Moore had formal responsibility for the bank's policy and oversight of executive management's compliance with Financial Services Authority regulation. In his statement he claimed how he had raised concerns on numerous occasions over the group's mortgage lending policies but was thwarted at every turn.
He was dismissed by Crosby ("my decision, and my decision alone", he said Crosby told him at the time) and appealed on the grounds of unfair dismissal. The case was then settled out of court for a "substantial" sum.
"When I was head of Group Regulatory Risk at HBOS", he wrote, "I certainly knew that the bank was going too fast (and told them) , had a cultural indisposition to challenge (and told them) and was a serious risk to financial stability (what the FSA call 'maintaining Market Confidence') and consumer protection (and told them)".
"I told the board they ought to slow down but was prevented from having this properly minuted by the Chief Financial Officer. I told them that their sales culture was significantly out of balance with their systems and controls."
"What my personal experience of being on the inside as a risk and compliance manager has shown me is that, whatever the very specific, final and direct causes of the financial crisis, I strongly believe that the real underlying cause of all the problems was simply this - a total failure of all key aspects of governance.
"In my view and from my personal experience at HBOS, all the other specific failures stem from this one primary cause."
What is damning about Moore's account is the unflattering light it threw on the rampant sales and marketing culture of HBOS at the time, and how difficult it was for internal compliance officers to apply the brake on practices that they thought could endanger the group.

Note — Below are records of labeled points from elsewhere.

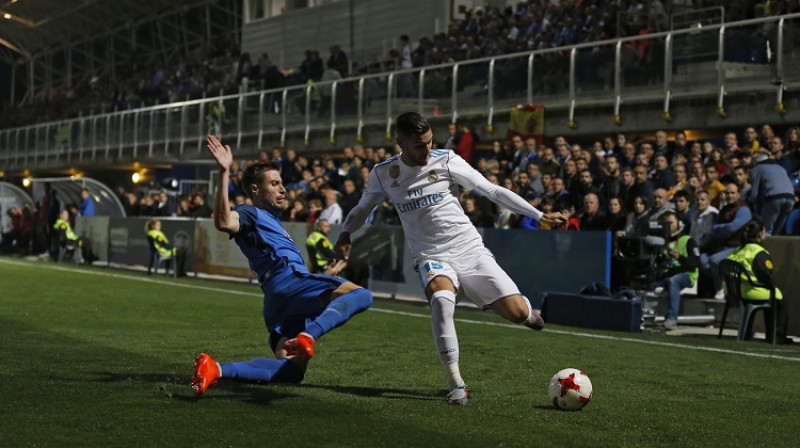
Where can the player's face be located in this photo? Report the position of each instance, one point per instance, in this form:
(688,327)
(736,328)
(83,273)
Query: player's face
(416,148)
(270,194)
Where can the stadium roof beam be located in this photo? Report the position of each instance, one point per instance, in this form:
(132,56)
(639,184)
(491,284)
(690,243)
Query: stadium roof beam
(98,36)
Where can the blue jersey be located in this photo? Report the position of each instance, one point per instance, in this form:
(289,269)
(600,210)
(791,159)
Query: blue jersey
(291,294)
(267,246)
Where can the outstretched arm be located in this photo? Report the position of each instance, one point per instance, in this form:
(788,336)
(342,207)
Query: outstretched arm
(225,220)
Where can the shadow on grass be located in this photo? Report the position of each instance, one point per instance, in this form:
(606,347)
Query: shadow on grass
(372,392)
(545,407)
(258,393)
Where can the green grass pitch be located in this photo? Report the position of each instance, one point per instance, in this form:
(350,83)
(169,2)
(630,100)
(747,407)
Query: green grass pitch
(95,357)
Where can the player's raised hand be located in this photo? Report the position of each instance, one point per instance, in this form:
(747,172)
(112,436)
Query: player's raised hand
(222,154)
(343,246)
(553,218)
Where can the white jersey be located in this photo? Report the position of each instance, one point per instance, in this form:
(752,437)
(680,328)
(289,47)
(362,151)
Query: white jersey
(426,199)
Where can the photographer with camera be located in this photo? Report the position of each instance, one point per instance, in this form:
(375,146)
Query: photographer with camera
(679,269)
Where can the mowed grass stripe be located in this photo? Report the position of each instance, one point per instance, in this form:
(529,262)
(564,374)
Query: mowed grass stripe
(232,290)
(105,360)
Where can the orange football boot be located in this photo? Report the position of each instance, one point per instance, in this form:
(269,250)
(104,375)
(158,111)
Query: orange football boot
(302,346)
(206,373)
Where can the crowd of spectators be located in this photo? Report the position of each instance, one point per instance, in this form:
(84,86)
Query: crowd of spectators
(485,31)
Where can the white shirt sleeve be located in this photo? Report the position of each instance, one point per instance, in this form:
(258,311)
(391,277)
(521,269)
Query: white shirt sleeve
(468,177)
(372,196)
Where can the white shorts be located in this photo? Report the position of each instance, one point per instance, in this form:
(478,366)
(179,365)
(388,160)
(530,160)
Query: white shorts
(479,276)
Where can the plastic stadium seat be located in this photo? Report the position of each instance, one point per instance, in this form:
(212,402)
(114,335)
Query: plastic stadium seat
(733,274)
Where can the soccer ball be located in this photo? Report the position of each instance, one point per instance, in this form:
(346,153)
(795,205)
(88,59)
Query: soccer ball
(570,390)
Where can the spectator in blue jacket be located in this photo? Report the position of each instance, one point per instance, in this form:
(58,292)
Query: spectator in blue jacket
(87,205)
(771,192)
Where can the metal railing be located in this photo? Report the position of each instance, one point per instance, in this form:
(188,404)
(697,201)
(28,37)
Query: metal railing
(750,56)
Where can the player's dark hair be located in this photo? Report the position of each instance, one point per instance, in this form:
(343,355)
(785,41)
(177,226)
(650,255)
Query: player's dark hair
(412,123)
(682,194)
(749,233)
(252,174)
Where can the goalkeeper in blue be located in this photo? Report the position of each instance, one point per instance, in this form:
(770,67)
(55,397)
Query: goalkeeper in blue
(299,307)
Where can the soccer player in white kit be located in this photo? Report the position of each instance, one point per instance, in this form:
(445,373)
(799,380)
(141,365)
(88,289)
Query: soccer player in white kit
(448,251)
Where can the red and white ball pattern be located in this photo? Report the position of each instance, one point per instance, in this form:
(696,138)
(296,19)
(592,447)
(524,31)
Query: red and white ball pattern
(570,390)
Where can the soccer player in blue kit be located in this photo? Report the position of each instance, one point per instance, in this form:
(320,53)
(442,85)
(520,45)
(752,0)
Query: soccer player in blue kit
(299,307)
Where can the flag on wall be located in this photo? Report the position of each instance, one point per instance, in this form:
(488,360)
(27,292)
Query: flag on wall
(526,121)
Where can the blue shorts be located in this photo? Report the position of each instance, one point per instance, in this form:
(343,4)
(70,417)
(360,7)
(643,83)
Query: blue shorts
(293,300)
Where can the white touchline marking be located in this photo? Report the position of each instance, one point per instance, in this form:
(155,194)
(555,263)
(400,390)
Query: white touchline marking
(406,313)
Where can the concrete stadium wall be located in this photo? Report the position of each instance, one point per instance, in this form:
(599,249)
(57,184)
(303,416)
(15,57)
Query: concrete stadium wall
(287,36)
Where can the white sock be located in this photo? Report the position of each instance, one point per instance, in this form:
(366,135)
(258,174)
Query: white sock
(530,318)
(443,305)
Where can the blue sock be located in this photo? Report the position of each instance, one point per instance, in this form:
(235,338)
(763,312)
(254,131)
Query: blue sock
(340,311)
(264,370)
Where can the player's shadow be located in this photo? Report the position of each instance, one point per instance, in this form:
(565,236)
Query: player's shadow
(177,388)
(376,392)
(545,407)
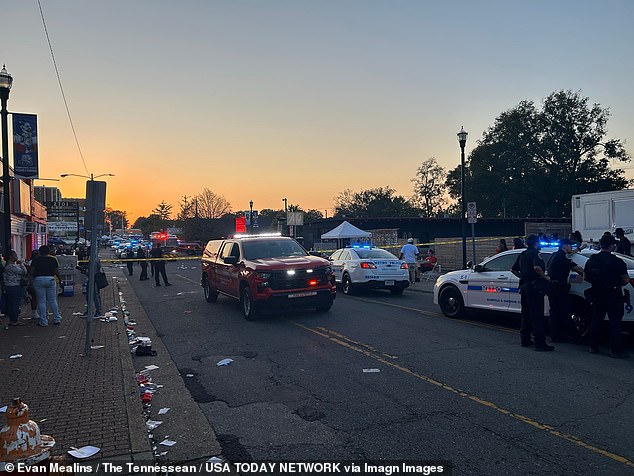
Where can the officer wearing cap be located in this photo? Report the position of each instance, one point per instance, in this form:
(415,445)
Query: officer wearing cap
(607,274)
(409,253)
(559,268)
(530,268)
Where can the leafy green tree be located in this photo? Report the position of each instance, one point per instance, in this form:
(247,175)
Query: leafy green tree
(430,190)
(531,161)
(375,202)
(211,205)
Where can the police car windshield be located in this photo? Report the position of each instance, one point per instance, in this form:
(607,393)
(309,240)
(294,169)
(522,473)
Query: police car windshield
(366,253)
(271,248)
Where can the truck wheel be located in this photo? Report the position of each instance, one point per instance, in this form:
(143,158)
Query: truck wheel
(451,303)
(248,306)
(211,295)
(346,285)
(325,307)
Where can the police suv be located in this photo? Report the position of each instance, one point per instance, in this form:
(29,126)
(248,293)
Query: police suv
(491,285)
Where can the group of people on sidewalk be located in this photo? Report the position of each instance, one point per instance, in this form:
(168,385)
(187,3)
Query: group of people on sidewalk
(38,278)
(607,275)
(410,254)
(157,264)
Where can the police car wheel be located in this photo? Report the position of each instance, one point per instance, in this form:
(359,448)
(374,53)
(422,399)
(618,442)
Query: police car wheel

He was replaced by a new group risk director who, said Moore, had never carried out a role as a risk manager of any type before. The individual involved had primarily been a sales manager.
Sir James said in his statement that HBOS had "extensively investigated" Mr Moore's allegations, concluding that they "had no merit".
The Treasury told the BBC it was Sir James' personal decision to resign from the FSA.
Speaking in Prime Minister's Questions, Gordon Brown said it was "right" that Sir James stepped down from the FSA. Referring to the allegations made by Mr Moore, Mr Brown said they had been independently investigated and were found "not to be substantiated".
There is one particularly colourful passage in Moore's letter:
"To mix a few well known metaphors, the current financial crisis is a bit like the story of the Emperor's new clothes. Anyone whose eyes were not blinded by money, power and pride (hubris) who really looked carefully knew there was something wrong and that economic growth based almost solely on excessive consumer spending based on excessive consumer credit based on massively increasing property prices which were caused by the very same excessively easy credit could only ultimately lead to disaster. But sadly, no-one wanted or felt able to speak up, for fear of stepping out of line with the rest of the lemmings who were busy organising themselves to run over the edge of the cliff behind the pied piper CEOs and executive teams that were being paid so much to play that tune and take them in that direction. I am quite sure that many, many more people in internal control functions, non-executive positions, auditors, regulators who did realise that the Emperor was naked, but knew if they spoke up they would be labelled "trouble makers" and "spoil sports" and would put themselves at personal risk."
It is this letter - rather than the apologies to the Treasury Select Committee yesterday - that has clearly had the greater resonance.